Brighton Festival 2014
Where does online friendship stop and real friendship begin? Does the distinction matter? In 2011, Brian Lobel played a brutal game of friendship maintenance: over five days, he gave strangers one minute to decide which of his 1,300 Facebook friends to keep or delete. The deleting was real, the pace was maniacal, the results were final. Fifty hours of performance, 800 emails from angry, amused and intrigued friends and over 2,500 comments from strangers online later, Purge the stage show was born.
At first glance it’s an unusual premise for a show. In 2011, Brian Lobel, performance artist, did an installation called Purge, where random strangers got to vote on whether he should keep or delete them as a Facebook friend based on Brian talking for one minute about their connection. This incarnation of Purge, presented as part of Lobel’s Mourning Glory trilogy, is a performance based on the experience of the installation. And one step too far removed as that sounds, it really does work.
What the show is really about is connections, losing touch and dealing with loss. The impetus for Purge was the death of Brian’s ex partner and first love, Grant. They had remained friends following their split and yet at some point Brian realised Grant had deleted him on the now defunct social network Friendster. This prompted confusion and dismay from Lobel, and forced him to examine the nature of his relationship with his 1200+ Facebook friends.
Lobel is a relaxed and engaging performer, bantering easily with the audience despite the somewhat formal layout of the Dome studio theatre. He asks us who we would delete from Facebook given half a chance, garnering responses along the lines of ‘friend’s pets’ and ‘my mother’. He then invites a member of the audience to come onstage and delete a friend there and then. The first person rather unfortunately forgets their Facebook password, but a second person’s attempt is successful and a school bully is condemned to history.
With Purge, Lobel raises questions about the nature of friendship and accepting loss or the changing nature of relationships over time. Discussing with the audience some of the people who were deleted in the original performance (and inviting us to guess whether they were kept or binned), he highlights the many transient connections we make with people who would otherwise be long forgotten but thanks to Facebook remain there in our news feed, posting inane pictures of fluffy cats or dancing parrots. The show is not a critique of Facebook or social media, nor is it a celebration of it. However, I think a little more commentary on how the nature of friendships has been affected by the use of social media would have been interesting.

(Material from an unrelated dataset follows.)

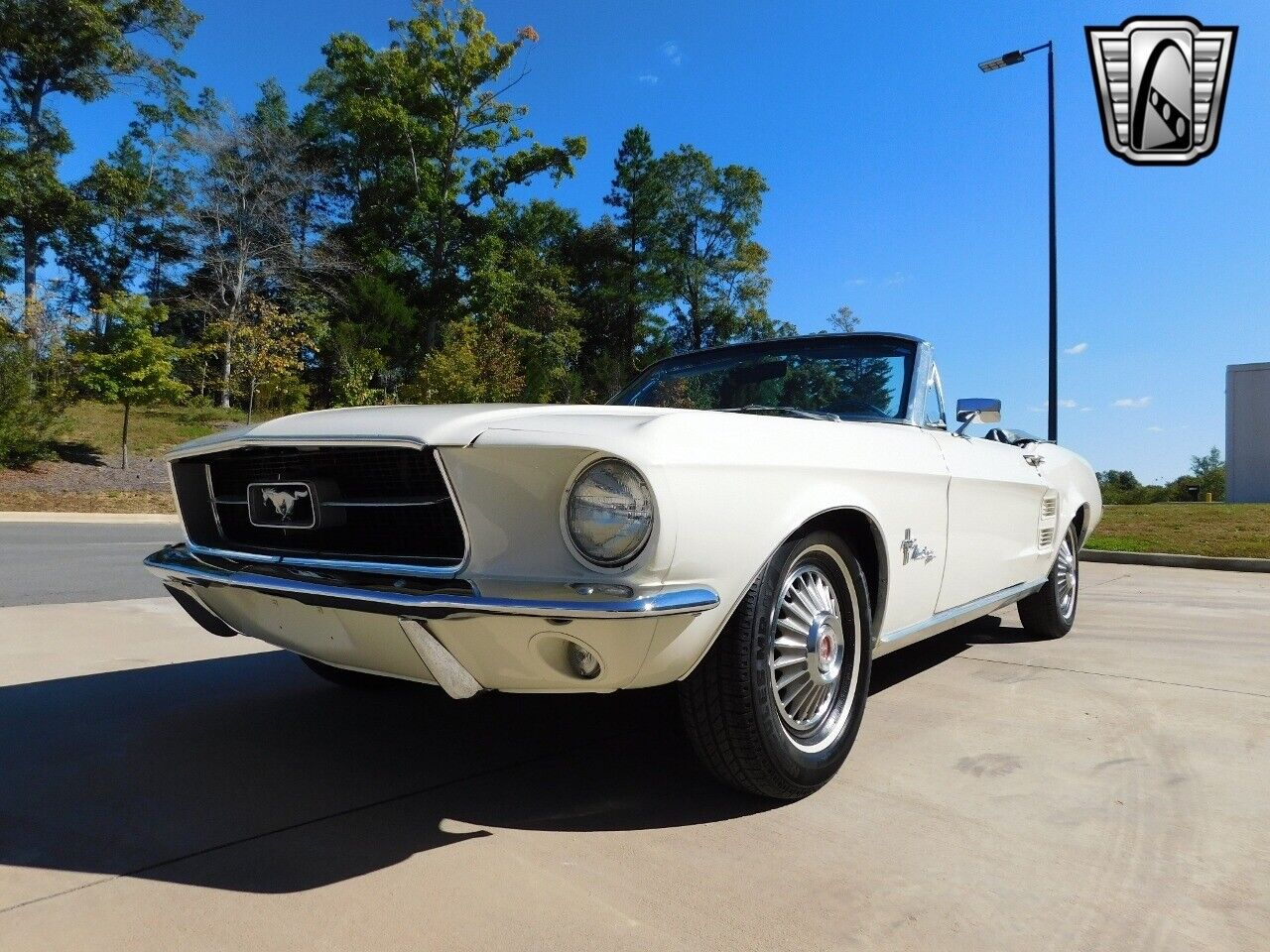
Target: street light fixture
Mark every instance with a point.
(1012, 58)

Overall the pace and format of the show worked well, with a good balance of audience interaction and storytelling. However, I think the formula of reading the audience the responses to Brian’s initial email informing his friends they were about to become subjects in his performance art piece, became a bit repetitive and some of these could have been cut. Yet, despite this slight issue, Lobel’s energy and charm made for a very enjoyable experience, light but with enough depth to retain my interest, and I wonder how many people went home and did a Purge of their own!